The whole and its parts

The whole & its parts

Collective Carelessness

Crisis do many things, one of them is teaching.

They are moments during which change is being forced on those involved. Our astonishment leads us to look back and think about the paths leading to the crisis. Our will to survive leads us to engage with the situation and invest in a search for alternatives.

Claire Pointing shared such an analysis, focusing on the meaning of work as it has changed over the last 40 years. Her piece allows for an inner view on the pursuit of the short term gain leading to an economy and society that now resembles a house of cards.

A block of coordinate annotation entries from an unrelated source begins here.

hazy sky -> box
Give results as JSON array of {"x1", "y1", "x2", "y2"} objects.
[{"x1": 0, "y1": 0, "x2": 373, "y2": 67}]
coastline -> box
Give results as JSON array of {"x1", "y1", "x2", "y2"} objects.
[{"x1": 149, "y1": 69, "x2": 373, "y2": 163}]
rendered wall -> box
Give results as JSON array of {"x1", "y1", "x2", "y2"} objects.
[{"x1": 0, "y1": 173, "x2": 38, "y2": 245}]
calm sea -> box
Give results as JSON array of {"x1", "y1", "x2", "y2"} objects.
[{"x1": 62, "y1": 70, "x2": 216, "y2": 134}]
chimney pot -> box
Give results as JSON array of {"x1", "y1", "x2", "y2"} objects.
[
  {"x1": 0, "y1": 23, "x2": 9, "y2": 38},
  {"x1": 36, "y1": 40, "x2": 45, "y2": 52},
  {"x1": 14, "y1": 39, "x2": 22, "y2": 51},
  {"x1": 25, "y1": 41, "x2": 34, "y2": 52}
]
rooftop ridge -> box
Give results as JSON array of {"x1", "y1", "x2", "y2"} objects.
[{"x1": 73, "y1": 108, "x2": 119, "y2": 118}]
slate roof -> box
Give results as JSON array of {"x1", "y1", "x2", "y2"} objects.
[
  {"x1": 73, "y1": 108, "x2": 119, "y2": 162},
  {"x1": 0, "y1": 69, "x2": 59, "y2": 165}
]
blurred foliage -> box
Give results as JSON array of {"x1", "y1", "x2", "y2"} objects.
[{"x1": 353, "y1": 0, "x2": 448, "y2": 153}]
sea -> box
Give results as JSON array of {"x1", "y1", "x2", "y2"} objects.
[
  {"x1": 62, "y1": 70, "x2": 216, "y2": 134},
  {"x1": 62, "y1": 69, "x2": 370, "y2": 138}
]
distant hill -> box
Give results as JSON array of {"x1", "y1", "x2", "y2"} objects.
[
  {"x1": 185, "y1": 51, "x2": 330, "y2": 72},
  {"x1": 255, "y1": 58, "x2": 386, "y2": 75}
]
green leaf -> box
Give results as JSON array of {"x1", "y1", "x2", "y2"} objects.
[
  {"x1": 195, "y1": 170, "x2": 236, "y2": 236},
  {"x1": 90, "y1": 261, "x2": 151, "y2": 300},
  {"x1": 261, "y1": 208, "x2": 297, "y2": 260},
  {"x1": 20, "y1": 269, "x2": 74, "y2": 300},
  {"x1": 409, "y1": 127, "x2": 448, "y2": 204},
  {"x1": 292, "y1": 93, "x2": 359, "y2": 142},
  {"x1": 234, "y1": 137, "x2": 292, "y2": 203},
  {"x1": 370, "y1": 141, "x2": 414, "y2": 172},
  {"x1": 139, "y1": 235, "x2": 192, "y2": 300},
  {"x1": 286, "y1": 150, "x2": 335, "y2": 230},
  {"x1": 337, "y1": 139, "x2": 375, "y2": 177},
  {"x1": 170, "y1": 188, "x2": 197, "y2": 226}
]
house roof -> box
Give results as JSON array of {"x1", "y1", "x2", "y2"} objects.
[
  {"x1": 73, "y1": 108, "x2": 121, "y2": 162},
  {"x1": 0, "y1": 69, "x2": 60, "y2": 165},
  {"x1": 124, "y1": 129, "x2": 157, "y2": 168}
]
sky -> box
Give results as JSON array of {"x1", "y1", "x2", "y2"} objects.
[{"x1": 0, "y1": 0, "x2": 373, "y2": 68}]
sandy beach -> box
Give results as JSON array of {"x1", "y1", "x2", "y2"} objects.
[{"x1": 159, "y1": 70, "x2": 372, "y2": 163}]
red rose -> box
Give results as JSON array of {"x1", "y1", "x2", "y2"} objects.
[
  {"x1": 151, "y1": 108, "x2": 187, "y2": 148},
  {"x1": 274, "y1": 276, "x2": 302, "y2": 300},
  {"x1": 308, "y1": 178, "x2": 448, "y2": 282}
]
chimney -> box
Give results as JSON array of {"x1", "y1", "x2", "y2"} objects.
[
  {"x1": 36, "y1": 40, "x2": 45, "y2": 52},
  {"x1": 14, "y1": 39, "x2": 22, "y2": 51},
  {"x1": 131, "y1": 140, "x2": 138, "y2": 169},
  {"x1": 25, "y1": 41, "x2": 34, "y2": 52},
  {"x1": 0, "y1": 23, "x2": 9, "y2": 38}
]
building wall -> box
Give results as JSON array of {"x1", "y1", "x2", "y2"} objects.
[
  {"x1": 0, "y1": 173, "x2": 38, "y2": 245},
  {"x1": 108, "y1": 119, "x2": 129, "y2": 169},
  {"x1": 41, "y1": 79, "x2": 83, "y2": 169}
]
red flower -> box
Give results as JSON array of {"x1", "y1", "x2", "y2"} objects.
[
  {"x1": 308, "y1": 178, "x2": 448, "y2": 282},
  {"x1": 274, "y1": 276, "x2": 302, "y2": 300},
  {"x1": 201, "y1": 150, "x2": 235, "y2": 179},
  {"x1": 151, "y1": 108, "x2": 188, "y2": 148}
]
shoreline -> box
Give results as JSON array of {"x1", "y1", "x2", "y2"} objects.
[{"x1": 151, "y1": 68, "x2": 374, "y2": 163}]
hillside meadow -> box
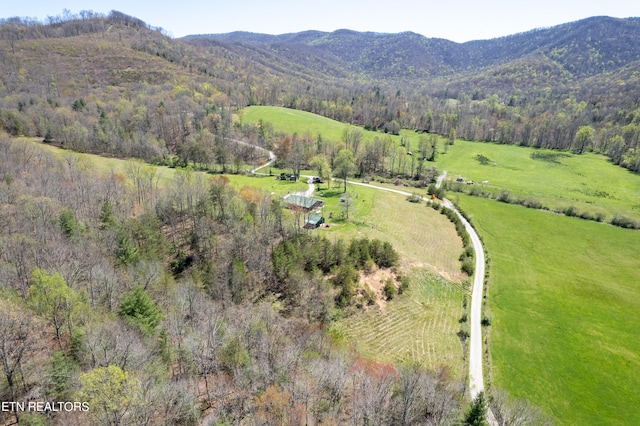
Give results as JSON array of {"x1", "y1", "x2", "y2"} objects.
[{"x1": 459, "y1": 196, "x2": 640, "y2": 425}]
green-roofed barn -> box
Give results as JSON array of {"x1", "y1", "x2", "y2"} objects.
[
  {"x1": 283, "y1": 194, "x2": 324, "y2": 213},
  {"x1": 304, "y1": 213, "x2": 324, "y2": 229}
]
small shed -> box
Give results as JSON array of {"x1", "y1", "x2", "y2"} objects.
[
  {"x1": 304, "y1": 213, "x2": 324, "y2": 229},
  {"x1": 283, "y1": 194, "x2": 324, "y2": 213}
]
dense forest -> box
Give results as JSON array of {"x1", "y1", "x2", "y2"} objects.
[{"x1": 0, "y1": 11, "x2": 640, "y2": 425}]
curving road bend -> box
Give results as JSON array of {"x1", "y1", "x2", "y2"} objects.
[{"x1": 436, "y1": 170, "x2": 484, "y2": 398}]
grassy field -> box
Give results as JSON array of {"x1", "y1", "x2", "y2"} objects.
[
  {"x1": 315, "y1": 185, "x2": 465, "y2": 379},
  {"x1": 437, "y1": 141, "x2": 640, "y2": 220},
  {"x1": 460, "y1": 196, "x2": 640, "y2": 425},
  {"x1": 334, "y1": 268, "x2": 465, "y2": 380}
]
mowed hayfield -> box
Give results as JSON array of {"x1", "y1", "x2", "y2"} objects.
[
  {"x1": 460, "y1": 196, "x2": 640, "y2": 425},
  {"x1": 436, "y1": 141, "x2": 640, "y2": 221},
  {"x1": 314, "y1": 181, "x2": 467, "y2": 380}
]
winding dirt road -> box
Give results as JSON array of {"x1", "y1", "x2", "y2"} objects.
[{"x1": 253, "y1": 151, "x2": 493, "y2": 402}]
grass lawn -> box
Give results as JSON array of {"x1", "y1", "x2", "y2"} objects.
[
  {"x1": 436, "y1": 141, "x2": 640, "y2": 221},
  {"x1": 460, "y1": 196, "x2": 640, "y2": 425},
  {"x1": 332, "y1": 268, "x2": 465, "y2": 380},
  {"x1": 314, "y1": 185, "x2": 465, "y2": 380}
]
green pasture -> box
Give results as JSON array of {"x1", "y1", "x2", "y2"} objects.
[
  {"x1": 436, "y1": 140, "x2": 640, "y2": 221},
  {"x1": 459, "y1": 195, "x2": 640, "y2": 425},
  {"x1": 241, "y1": 106, "x2": 399, "y2": 142}
]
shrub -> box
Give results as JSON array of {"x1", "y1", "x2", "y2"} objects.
[{"x1": 383, "y1": 278, "x2": 396, "y2": 300}]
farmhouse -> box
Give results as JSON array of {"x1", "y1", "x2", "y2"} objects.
[
  {"x1": 304, "y1": 213, "x2": 324, "y2": 229},
  {"x1": 283, "y1": 194, "x2": 324, "y2": 213}
]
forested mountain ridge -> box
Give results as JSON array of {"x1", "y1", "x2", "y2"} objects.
[
  {"x1": 0, "y1": 12, "x2": 640, "y2": 171},
  {"x1": 190, "y1": 17, "x2": 640, "y2": 78}
]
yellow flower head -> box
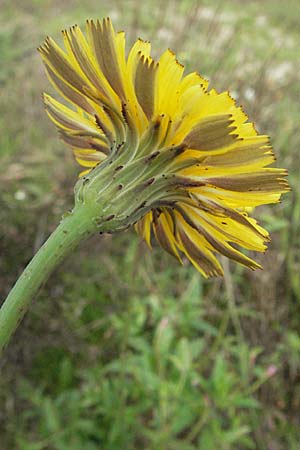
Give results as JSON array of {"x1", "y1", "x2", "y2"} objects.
[{"x1": 39, "y1": 19, "x2": 289, "y2": 277}]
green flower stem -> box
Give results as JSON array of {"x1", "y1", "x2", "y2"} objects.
[
  {"x1": 0, "y1": 205, "x2": 96, "y2": 353},
  {"x1": 0, "y1": 146, "x2": 184, "y2": 353}
]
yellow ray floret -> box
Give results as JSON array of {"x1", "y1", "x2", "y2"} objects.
[{"x1": 39, "y1": 18, "x2": 289, "y2": 277}]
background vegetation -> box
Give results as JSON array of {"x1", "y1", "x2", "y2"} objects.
[{"x1": 0, "y1": 0, "x2": 300, "y2": 450}]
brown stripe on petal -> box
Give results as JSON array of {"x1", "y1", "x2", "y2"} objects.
[
  {"x1": 178, "y1": 227, "x2": 223, "y2": 277},
  {"x1": 153, "y1": 210, "x2": 181, "y2": 261},
  {"x1": 38, "y1": 38, "x2": 89, "y2": 98},
  {"x1": 172, "y1": 176, "x2": 206, "y2": 188},
  {"x1": 192, "y1": 195, "x2": 270, "y2": 242},
  {"x1": 184, "y1": 114, "x2": 238, "y2": 151},
  {"x1": 203, "y1": 136, "x2": 273, "y2": 167},
  {"x1": 134, "y1": 54, "x2": 158, "y2": 119},
  {"x1": 206, "y1": 169, "x2": 289, "y2": 192},
  {"x1": 63, "y1": 26, "x2": 108, "y2": 100},
  {"x1": 90, "y1": 18, "x2": 125, "y2": 100},
  {"x1": 46, "y1": 66, "x2": 94, "y2": 114},
  {"x1": 175, "y1": 204, "x2": 261, "y2": 270}
]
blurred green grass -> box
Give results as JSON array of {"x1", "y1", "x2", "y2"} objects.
[{"x1": 0, "y1": 0, "x2": 300, "y2": 450}]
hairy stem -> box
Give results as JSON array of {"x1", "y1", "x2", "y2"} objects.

Looking at it from a longer-term perspective it seems that the Roman patronage system evolved along with history while regularly adapting the reciprocity ethics of the system. Naturally, the context also shifted, the last of which is the industrial revolution establishing the systems of scalability and process orientation. Workers could now contribute to something larger than themselves and take up a small part of the work within the process of value creation. They shifted from handling the process on their own to become a part of it. To ease that shift, education reinforced the idea that one person could hold the knowledge which others then had to use to be able to participate.

The shift to process orientation transformed the idea of individual responsibility and ability to tend to one’s future.

The installment of scalability established measurement and the ideal of performance as a path towards belonging.

Since then, the idea of the self evolved to include a desire for meaning. It generated a search for purpose, calling, or personal why that changed the idea of what meaningful is.

Meaningful seems to have become an idea to have visibility and impact at scale.

With the digital world at hand and an ability to create presence via social media at a previously unimaginable scale, mainstream meaning has become measurable via clicks.

Focus shifts. Meaning shifts.

What doesn’t change is the need to organize ourselves as a group. To live in an environment that allows for satisfaction of our needs. To feel a sense of belonging. To create a sense of welcoming. To have a sense of agency as a group.

It’s a posture of care we take up. It describes our attitude towards others, life, and ourselves.

Reading Claire’s piece yesterday I had a sense of collective carelessness. I think that what I wanted to describe with that idea is how the pursuit of focus and meaning as given by others disconnects us from a posture of care. By leaning into an overwhelm of expectations simple truths disappear out of sight.